Exide Industries, India’s largest battery maker — the company behind the lead-acid batteries that start most cars and keep home inverters running during power cuts — has invested another ₹99.99 crore in its wholly owned lithium-ion subsidiary, Exide Energy Solutions Ltd (EESL), bringing total funding for the greenfield cell factory near Bengaluru to ₹4,902.23 crore. [announcement] This is the fourth tranche in six months and part of a ₹1,400 crore plan approved by the board in January 2026 to cover both equipment spending and initial working capital as the plant moves from installation to production. The steady drip of cash — ₹650 crore deployed under the January plan, with ₹750 crore still to go — reflects a business entering its most capital-hungry phase: commissioning four production lines while the subsidiary burns through ₹248.16 crore a year with barely ₹157.56 crore in revenue. [announcement]

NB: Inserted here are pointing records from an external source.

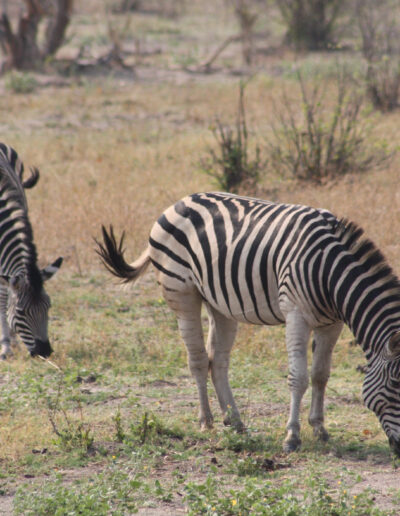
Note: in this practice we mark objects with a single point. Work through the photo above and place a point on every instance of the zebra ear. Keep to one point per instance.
(50, 270)
(4, 280)
(394, 345)
(14, 282)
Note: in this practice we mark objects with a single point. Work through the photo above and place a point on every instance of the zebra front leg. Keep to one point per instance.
(221, 336)
(297, 335)
(187, 306)
(324, 341)
(5, 329)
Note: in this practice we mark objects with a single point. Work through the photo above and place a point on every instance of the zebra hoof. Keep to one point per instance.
(291, 444)
(206, 424)
(235, 423)
(321, 434)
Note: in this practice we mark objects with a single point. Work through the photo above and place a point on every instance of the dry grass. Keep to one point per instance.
(116, 149)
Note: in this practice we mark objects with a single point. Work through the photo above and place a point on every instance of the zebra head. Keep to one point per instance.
(381, 390)
(28, 309)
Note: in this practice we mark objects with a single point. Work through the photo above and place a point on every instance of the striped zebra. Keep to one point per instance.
(9, 154)
(258, 262)
(22, 296)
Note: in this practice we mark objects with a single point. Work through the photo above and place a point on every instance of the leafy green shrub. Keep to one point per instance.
(230, 165)
(310, 23)
(322, 143)
(20, 82)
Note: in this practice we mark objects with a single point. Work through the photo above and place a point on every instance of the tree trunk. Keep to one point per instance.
(21, 49)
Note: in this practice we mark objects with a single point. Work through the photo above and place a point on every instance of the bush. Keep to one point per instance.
(326, 142)
(230, 165)
(310, 23)
(19, 82)
(380, 34)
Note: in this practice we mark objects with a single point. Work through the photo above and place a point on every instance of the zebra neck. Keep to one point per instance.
(17, 250)
(370, 305)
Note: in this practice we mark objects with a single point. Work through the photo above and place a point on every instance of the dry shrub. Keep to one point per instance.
(325, 142)
(310, 23)
(230, 165)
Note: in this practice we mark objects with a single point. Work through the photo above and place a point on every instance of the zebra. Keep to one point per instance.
(258, 262)
(22, 297)
(8, 153)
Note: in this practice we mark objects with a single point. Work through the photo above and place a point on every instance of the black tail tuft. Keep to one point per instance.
(112, 255)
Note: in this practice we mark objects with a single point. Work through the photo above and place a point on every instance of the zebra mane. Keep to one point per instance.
(365, 251)
(14, 201)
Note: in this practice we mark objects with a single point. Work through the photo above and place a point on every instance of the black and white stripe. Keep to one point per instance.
(26, 299)
(254, 261)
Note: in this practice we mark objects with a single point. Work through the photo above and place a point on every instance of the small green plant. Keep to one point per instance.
(230, 165)
(70, 434)
(324, 142)
(119, 431)
(151, 429)
(111, 492)
(20, 82)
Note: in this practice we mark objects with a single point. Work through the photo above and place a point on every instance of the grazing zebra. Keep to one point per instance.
(22, 296)
(9, 154)
(258, 262)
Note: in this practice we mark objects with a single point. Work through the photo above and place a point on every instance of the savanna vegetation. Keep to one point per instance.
(140, 100)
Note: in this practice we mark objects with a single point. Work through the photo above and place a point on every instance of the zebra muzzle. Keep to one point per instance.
(42, 348)
(395, 445)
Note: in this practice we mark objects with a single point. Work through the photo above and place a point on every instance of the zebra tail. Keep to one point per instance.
(112, 255)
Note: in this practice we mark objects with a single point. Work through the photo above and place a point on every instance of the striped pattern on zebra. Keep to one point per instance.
(9, 154)
(258, 262)
(27, 302)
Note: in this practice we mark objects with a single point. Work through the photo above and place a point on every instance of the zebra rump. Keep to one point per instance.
(254, 261)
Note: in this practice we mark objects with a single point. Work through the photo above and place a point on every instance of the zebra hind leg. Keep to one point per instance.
(324, 341)
(221, 336)
(297, 336)
(187, 306)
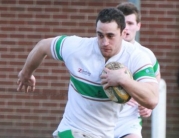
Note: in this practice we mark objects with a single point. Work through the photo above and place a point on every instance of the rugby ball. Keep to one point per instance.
(117, 93)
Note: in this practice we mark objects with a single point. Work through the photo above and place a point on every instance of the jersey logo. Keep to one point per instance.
(84, 72)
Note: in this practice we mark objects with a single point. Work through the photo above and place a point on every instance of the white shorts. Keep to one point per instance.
(128, 125)
(73, 134)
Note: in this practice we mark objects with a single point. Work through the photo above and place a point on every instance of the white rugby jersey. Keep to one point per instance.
(128, 111)
(88, 108)
(156, 66)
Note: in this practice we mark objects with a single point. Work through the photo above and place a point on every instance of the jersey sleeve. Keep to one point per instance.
(63, 46)
(142, 67)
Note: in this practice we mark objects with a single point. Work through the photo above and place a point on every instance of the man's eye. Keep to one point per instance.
(100, 35)
(110, 36)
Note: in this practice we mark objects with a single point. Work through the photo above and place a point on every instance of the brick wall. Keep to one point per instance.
(23, 23)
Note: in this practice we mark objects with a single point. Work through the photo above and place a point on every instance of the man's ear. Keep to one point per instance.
(138, 26)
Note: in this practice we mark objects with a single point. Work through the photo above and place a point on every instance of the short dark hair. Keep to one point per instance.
(112, 14)
(129, 8)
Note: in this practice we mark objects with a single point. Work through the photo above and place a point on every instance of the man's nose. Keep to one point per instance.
(105, 41)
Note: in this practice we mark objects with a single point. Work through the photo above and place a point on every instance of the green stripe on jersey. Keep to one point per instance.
(155, 67)
(58, 46)
(144, 72)
(65, 134)
(88, 89)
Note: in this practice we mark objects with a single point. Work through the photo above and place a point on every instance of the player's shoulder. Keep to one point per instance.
(144, 49)
(128, 47)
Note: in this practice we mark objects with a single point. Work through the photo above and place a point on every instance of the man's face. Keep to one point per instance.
(109, 38)
(132, 27)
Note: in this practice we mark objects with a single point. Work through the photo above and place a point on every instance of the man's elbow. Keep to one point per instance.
(152, 103)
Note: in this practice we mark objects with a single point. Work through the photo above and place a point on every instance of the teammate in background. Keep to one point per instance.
(89, 113)
(129, 123)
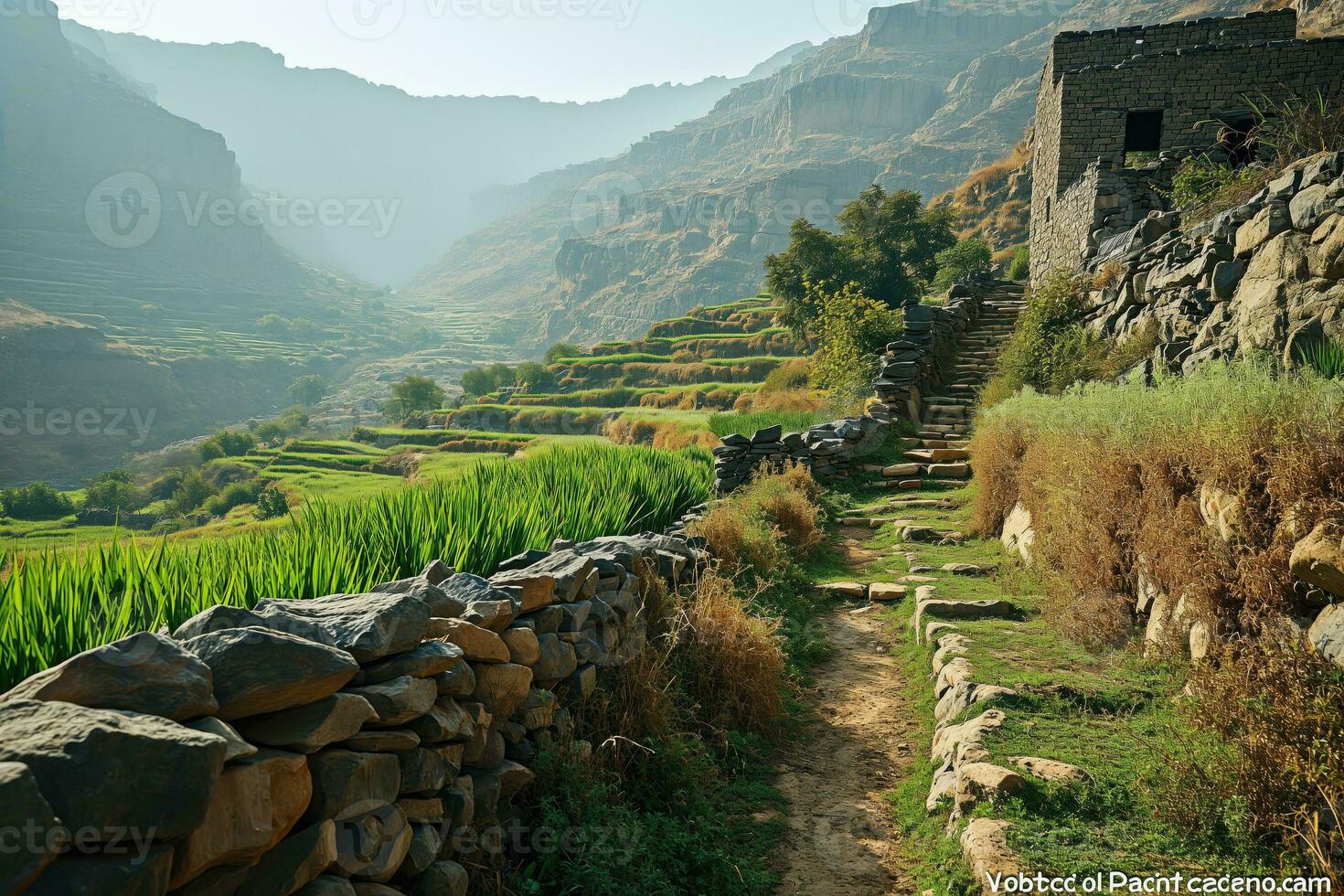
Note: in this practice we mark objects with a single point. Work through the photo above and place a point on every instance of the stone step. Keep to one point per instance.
(937, 455)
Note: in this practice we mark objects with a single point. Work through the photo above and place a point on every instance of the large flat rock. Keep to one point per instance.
(148, 673)
(108, 770)
(257, 670)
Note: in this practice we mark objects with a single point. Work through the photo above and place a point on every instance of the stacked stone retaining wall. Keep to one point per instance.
(368, 743)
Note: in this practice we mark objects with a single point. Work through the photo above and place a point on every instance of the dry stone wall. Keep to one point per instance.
(368, 743)
(910, 368)
(1264, 275)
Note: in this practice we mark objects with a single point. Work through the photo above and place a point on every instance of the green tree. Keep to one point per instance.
(308, 389)
(414, 395)
(968, 258)
(538, 378)
(562, 351)
(113, 491)
(192, 491)
(35, 501)
(226, 443)
(887, 246)
(851, 331)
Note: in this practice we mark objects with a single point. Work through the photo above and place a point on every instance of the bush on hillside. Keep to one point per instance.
(886, 246)
(968, 258)
(414, 395)
(852, 329)
(1050, 349)
(113, 491)
(35, 501)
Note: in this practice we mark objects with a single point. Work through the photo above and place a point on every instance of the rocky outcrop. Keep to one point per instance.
(352, 743)
(1264, 275)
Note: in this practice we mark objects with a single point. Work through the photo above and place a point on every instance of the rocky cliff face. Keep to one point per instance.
(329, 134)
(105, 229)
(918, 100)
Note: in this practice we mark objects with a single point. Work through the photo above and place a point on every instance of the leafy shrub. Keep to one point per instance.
(226, 443)
(851, 331)
(886, 246)
(113, 491)
(968, 258)
(1298, 126)
(1203, 188)
(35, 501)
(415, 395)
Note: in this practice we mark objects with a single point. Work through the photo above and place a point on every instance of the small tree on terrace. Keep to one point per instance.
(414, 395)
(887, 246)
(851, 331)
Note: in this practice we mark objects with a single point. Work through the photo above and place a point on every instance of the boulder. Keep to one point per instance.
(102, 875)
(459, 681)
(423, 661)
(257, 670)
(237, 749)
(555, 661)
(347, 784)
(422, 772)
(443, 723)
(146, 673)
(1327, 635)
(311, 727)
(328, 885)
(480, 645)
(251, 809)
(106, 770)
(400, 700)
(502, 688)
(1050, 769)
(368, 626)
(22, 804)
(294, 863)
(984, 848)
(383, 741)
(1318, 559)
(443, 879)
(423, 850)
(523, 647)
(394, 844)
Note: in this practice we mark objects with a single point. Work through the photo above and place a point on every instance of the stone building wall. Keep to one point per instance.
(1198, 74)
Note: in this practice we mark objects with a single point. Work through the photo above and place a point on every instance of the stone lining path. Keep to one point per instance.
(841, 838)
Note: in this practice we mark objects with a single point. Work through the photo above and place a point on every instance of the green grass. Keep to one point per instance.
(54, 604)
(749, 423)
(1118, 720)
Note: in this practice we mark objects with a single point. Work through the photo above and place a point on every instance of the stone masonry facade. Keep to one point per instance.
(1166, 91)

The Investment Tally and What’s Left

Each investment in the sequence served the same purpose — funding the phased completion of a multi-gigawatt lithium-ion cell facility — and the pace has quickened markedly in recent months.

The cumulative ₹4,902.23 crore includes earlier investments predating these quarters. [announcement] EESL’s net worth at the end of March 2026 stood at ₹3,991.06 crore — meaning the parent has effectively funded the subsidiary’s entire equity base and then some. [announcement]

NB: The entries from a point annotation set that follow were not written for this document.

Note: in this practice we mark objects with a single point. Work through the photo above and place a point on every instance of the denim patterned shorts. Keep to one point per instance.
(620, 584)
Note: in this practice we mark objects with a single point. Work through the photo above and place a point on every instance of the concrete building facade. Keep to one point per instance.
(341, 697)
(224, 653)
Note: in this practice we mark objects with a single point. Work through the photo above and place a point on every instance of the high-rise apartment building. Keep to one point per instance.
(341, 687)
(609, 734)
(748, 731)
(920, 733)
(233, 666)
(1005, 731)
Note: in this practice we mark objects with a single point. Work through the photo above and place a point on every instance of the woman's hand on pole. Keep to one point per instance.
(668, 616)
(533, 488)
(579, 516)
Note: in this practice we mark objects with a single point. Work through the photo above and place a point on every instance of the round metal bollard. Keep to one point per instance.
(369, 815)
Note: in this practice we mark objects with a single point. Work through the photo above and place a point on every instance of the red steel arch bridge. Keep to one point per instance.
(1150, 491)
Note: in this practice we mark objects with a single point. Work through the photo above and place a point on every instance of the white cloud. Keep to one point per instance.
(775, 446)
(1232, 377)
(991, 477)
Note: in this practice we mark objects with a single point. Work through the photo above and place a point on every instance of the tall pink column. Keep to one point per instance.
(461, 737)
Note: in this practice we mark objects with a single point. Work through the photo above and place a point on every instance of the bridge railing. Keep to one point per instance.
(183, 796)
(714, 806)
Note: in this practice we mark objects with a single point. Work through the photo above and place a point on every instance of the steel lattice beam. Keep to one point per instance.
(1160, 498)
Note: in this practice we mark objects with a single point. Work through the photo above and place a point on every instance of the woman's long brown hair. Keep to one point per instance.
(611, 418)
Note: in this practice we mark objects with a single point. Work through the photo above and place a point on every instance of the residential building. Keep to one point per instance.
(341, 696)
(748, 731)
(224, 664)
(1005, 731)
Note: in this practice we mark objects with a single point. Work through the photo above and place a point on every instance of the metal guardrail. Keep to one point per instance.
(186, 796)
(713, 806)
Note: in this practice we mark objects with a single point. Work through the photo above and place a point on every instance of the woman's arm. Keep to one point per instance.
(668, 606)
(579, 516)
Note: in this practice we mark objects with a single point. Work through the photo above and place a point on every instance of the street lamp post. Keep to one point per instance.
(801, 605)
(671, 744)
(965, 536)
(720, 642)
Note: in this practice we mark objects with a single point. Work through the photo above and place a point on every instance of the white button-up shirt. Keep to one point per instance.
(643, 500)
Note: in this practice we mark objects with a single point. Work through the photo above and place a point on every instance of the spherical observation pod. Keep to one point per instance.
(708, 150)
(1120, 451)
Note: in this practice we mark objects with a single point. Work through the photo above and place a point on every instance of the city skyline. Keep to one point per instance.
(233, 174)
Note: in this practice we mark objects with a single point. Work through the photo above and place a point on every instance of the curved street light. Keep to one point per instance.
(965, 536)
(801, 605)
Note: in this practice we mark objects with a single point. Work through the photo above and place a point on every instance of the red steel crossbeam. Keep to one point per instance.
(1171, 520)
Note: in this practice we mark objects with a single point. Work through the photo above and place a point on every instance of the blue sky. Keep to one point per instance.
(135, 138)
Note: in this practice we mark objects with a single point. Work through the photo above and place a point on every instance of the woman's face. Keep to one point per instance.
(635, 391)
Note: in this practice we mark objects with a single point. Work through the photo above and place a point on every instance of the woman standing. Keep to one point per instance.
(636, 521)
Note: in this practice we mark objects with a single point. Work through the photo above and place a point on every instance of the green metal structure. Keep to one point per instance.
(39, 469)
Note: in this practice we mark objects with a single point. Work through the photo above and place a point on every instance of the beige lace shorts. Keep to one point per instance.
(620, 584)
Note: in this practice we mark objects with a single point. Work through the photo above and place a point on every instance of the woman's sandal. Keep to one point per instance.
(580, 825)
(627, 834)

Why the Money Keeps Flowing

Exide’s management has been unambiguous about the lithium-ion project being the company’s “investment for tomorrow” — the third pillar of capital allocation after factory automation and the core lead-acid business. The factory itself is now in the final stretch. On the Q4 FY26 earnings call in May 2026, Managing Director Avik Roy said cylindrical cell samples would begin shipping to customers “around this month,” with prismatic line trials starting shortly after. The February 2026 call had already indicated that the prismatic LFP line — aimed at three-wheelers and e-rickshaws — would “possibly be the first revenue stream from the cell side” because it requires less stringent OEM validation.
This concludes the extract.